Previous in vitro investigations have mainly been conducted on human mammary epithelial cells or on human breast cancer cells, reflecting the impact of environmental factors on the earlier and later stages of carcinogenesis (9–13). However, little is known on the impact of exposure to pollutants on the breast early-transformed stage. Short-term exposure of cells to carcinogens at micro- to millimolar concentrations was previously typically investigated (1, 2, 14–16) which, while informative, is not optimal in mimicking natural chronic exposure to low doses of environmental carcinogens and to reflect physiologically-achievable levels of environmental mammary carcinogens. Additionally, few studies have attempted to mimic natural environmental exposure by assessing the impact of exposure to a combination of several pollutants with distinct mechanisms of action that may interact or induce a greater adverse effect than the use of individual compounds.

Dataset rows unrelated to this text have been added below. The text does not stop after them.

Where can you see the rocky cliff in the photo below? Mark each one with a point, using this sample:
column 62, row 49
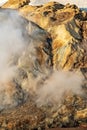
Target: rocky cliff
column 57, row 40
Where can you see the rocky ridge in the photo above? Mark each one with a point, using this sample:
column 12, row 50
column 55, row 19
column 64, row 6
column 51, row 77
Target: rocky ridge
column 60, row 44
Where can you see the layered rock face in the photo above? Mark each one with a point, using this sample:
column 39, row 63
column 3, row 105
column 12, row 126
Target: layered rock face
column 64, row 24
column 15, row 4
column 56, row 40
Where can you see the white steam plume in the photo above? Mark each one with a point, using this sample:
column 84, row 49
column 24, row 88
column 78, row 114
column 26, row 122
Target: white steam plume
column 12, row 42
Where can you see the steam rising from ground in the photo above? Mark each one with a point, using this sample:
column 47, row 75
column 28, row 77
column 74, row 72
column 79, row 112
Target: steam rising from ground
column 13, row 41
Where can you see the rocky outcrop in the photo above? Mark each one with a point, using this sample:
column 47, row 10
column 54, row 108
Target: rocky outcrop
column 15, row 4
column 57, row 40
column 64, row 25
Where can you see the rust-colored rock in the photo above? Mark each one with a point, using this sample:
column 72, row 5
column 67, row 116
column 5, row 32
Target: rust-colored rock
column 15, row 4
column 58, row 41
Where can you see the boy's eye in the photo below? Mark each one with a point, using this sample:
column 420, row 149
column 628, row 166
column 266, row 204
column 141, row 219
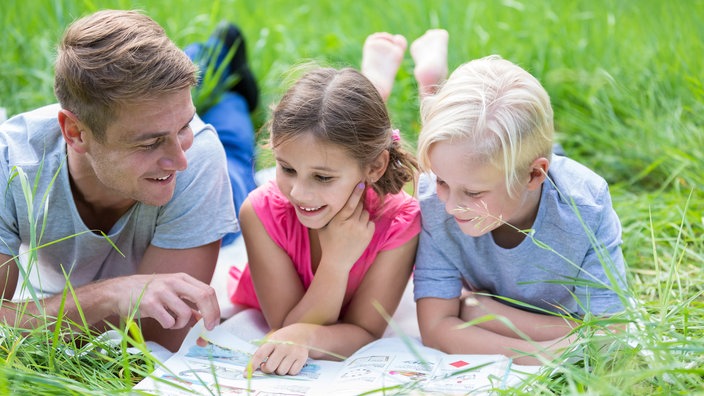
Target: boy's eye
column 151, row 146
column 288, row 170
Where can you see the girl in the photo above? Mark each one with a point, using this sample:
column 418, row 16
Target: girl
column 335, row 234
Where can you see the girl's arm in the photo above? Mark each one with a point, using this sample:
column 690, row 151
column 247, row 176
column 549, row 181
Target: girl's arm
column 441, row 328
column 275, row 279
column 280, row 292
column 384, row 283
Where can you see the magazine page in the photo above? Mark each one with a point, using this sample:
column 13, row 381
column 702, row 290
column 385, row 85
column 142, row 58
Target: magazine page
column 219, row 366
column 403, row 365
column 391, row 365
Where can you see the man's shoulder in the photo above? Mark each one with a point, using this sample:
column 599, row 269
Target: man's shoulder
column 27, row 138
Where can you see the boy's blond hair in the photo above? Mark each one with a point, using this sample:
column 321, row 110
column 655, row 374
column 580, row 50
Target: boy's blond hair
column 114, row 57
column 502, row 109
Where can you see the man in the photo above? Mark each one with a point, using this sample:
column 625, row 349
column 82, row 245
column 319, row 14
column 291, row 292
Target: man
column 131, row 191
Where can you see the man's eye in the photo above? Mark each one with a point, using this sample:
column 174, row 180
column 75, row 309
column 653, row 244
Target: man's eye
column 151, row 146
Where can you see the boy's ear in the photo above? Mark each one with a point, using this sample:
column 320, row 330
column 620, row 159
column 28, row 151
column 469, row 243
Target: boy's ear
column 72, row 130
column 538, row 173
column 377, row 168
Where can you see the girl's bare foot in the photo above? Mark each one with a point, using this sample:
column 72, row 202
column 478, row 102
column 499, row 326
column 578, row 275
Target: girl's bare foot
column 429, row 53
column 381, row 57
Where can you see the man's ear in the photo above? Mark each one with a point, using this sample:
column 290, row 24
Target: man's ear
column 73, row 130
column 538, row 173
column 378, row 167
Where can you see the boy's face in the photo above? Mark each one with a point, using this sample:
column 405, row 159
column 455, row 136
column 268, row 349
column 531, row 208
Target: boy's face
column 475, row 193
column 143, row 150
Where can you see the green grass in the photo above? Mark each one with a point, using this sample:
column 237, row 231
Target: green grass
column 627, row 83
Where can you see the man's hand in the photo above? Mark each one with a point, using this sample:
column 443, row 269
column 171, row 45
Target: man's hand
column 173, row 300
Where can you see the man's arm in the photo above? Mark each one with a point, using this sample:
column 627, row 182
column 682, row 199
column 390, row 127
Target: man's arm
column 172, row 289
column 198, row 264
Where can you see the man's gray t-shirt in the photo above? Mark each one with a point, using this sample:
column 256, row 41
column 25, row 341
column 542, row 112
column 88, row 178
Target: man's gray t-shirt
column 200, row 212
column 577, row 204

Benzo[a]pyrene (B[a]P), a family member of poly-cyclic aromatic hydrocarbons, is considered to be a tobacco, environmental, and dietary chemical carcinogen classified as Group 1 carcinogen by the IARC (17). B[a]P is a tumor initiator that binds and forms a complex with the aryl hydrocarbon receptor (AhR) (18–20). Upon such activation, the AhR-transcriptional complex activates specific DNA-recognition elements, such as xenobiotic response elements (XREs), and upregulates the expression of genes such as cytochrome P450 isoforms (including CYP1A1). These latter are involved in the metabolic activation of B[a]P in genotoxic metabolites forming DNA adducts relevant for carcinogenesis [for review, (21, 22)]. A growing body of evidence is accumulating implicating the B[a]P/AhR/CYP1A1 pathway in carcinogenesis (23–25). At early stages of carcinogenesis, short-term and millimolar B[a]P doses were shown to induce aggressiveness and transformation of non-cancerous human mammary epithelial cells (26–28). The impact of chronic and low-dose exposure of these cells to B[a]P was scarcely investigated, but seems to foster progression toward the early-transformed stage by favoring increased mesenchymal, stem-like, and anchorage-independent growth properties (9–13, 29).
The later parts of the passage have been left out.